Mortgage rates are being pulled in opposite direction by inflation and the Russian invasion of Ukraine. Here's a breakdown.
On February 24, Russia essentially declared war on Ukraine and invaded the country. Gone are headlines focused on the pandemic; they have been replaced by news about the attack. In a similar fashion, financial headlines have focused on inflation. Both the war and spiraling prices are influencing mortgage rates in some predictable, and not so predictable, ways.
The cascading impacts of the war in Ukraine have created market uncertainty and volatility. Russia's invasion of Ukraine, followed by economic sanctions in an effort to grind Russia’s economy to a halt, has created an environment that pushed mortgage rates lower.
We’ve seen the textbook “flight to quality” exhibited by investors.
In times of chaos, individuals, companies, and nations tend to hunker down, often moving investment dollars from riskier assets, such as equities, to less risky assets, such as bonds… and securities backed by U.S. mortgages. And since investor interest in, and demand for, fixed-income securities (like mortgages) drive prices and rates, this has been especially direct.
How mortgage rates could respond
Like any act of war, the fighting in Ukraine will bring the tragedies of death, destruction, and a humanitarian crisis. And it has impacted global financial markets, including U.S. interest rates.
Up until the attack we’ve seen mortgage rates grow significantly this year with the expectation they’d go even higher throughout 2022. But this conflict, with the flight to investors buying bonds, adds an opposing force to the mix, and could potentially hold rates steady if not push them lower.
Geopolitical tensions caused U.S. Treasury yields to drop as investors moved to the safety of bonds, leading to a drop in mortgage rates.
But that is only half the picture. Inflationary pressures remain, especially with oil prices, and economists believe that inflation, and a strong U.S. economy, will influence mortgage rates more over the next several months, especially if the Russian attack ceases.
Experts and analysts had forecasted a fairly steady rise for mortgage rates this year, but Russia's invasion of Ukraine followed by severe economic sanctions has created uncertainty.
If the Russia-Ukraine conflict drags on, oil prices will rise further, and the spillover effects from rising economic sanctions will be felt. Stock and bond markets have their eyes on mounting inflation and an expectation that the Federal Reserve will proceed with a 25-basis-point hike at its upcoming meeting this month.
In other words, market volatility and rising oil prices are likely to push bond yields into larger swings, inflation will keep upward pressure on mortgage rates, and the wild card is Ukraine.
Related reading: As a Homebuyer, You Can Turn Inflation From an Enemy to a Friend
Two forces on mortgage rates: one pushing up, one pulling down
Interest rates tend to decrease in times of precarious events, much like they did around the first Covid pandemic lockdowns, but the length of the conflict in the Ukraine will determine how much downward pressure is applied to interest rates. And the flight to quality (with investors placing more capital into safer assets) historically leads to declining mortgage rates. But, as noted above, inflation and a strong economy are pushing interest rates higher.
The length of the conflict in the Ukraine will determine how much downward pressure gets applied.
What about the Fed?
To combat high inflation, the Federal Reserve previously announced it would be adjusting its policies and raising the federal funds rate multiple times in 2022.
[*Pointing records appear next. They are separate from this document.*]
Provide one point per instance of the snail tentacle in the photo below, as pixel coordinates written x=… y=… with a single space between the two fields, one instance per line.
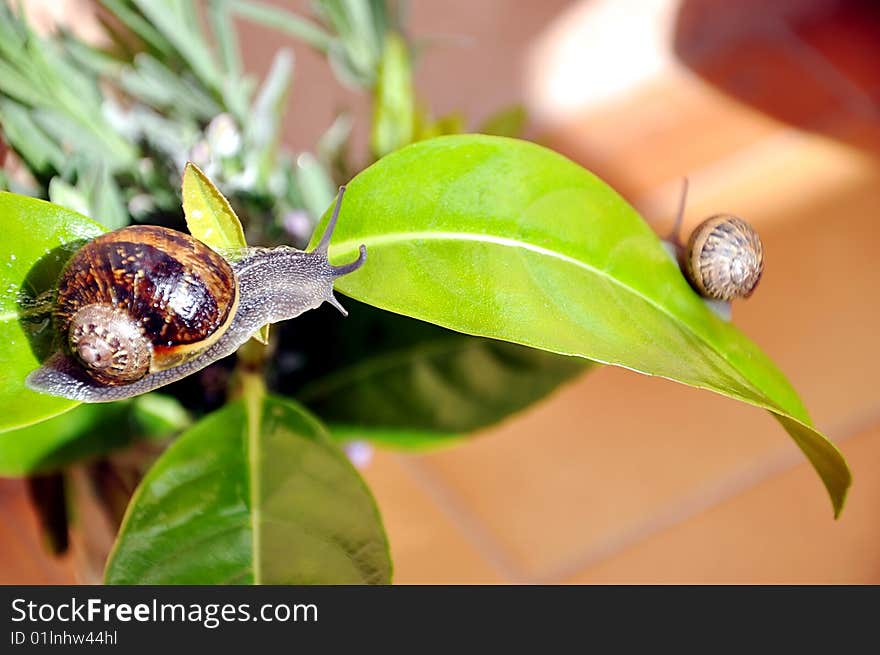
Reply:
x=271 y=285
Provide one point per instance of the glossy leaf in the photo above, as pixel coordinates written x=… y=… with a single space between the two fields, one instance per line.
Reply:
x=505 y=239
x=38 y=238
x=252 y=494
x=211 y=219
x=86 y=431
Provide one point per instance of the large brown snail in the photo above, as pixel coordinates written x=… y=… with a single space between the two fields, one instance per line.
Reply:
x=723 y=258
x=143 y=306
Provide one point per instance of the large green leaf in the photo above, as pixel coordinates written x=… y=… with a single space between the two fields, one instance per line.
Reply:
x=503 y=238
x=253 y=493
x=406 y=383
x=86 y=431
x=38 y=238
x=435 y=390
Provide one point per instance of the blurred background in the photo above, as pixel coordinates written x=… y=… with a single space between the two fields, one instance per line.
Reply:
x=773 y=112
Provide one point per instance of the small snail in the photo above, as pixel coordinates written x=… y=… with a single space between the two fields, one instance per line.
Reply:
x=723 y=258
x=143 y=306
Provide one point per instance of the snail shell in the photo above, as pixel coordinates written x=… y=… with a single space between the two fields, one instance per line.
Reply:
x=724 y=258
x=142 y=299
x=141 y=307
While not directly tied to mortgage rates, the same economic factors influence both. Ukraine may change how aggressively the Fed ends up hiking its rates. The central bank will likely address its plans to navigate any uncertainty at its upcoming Open Market Committee meeting on Mar. 15–16.
Predicting where mortgage rates will go from here feels even more up in the air and volatile than normal. Rates are currently low from a historical standpoint, but certainly higher than they were six months ago. In general, rates are expected to stay low in the short-term, but will likely increase in the coming months.
But regardless of the war in Ukraine, current and future inflation, interest rate volatility, and the trend in interest rates, potential home buyers still want to own a home.
Mortgage rate projections are not a reflection of Fairway’s opinion or guarantee of interest rates in the current or upcoming market.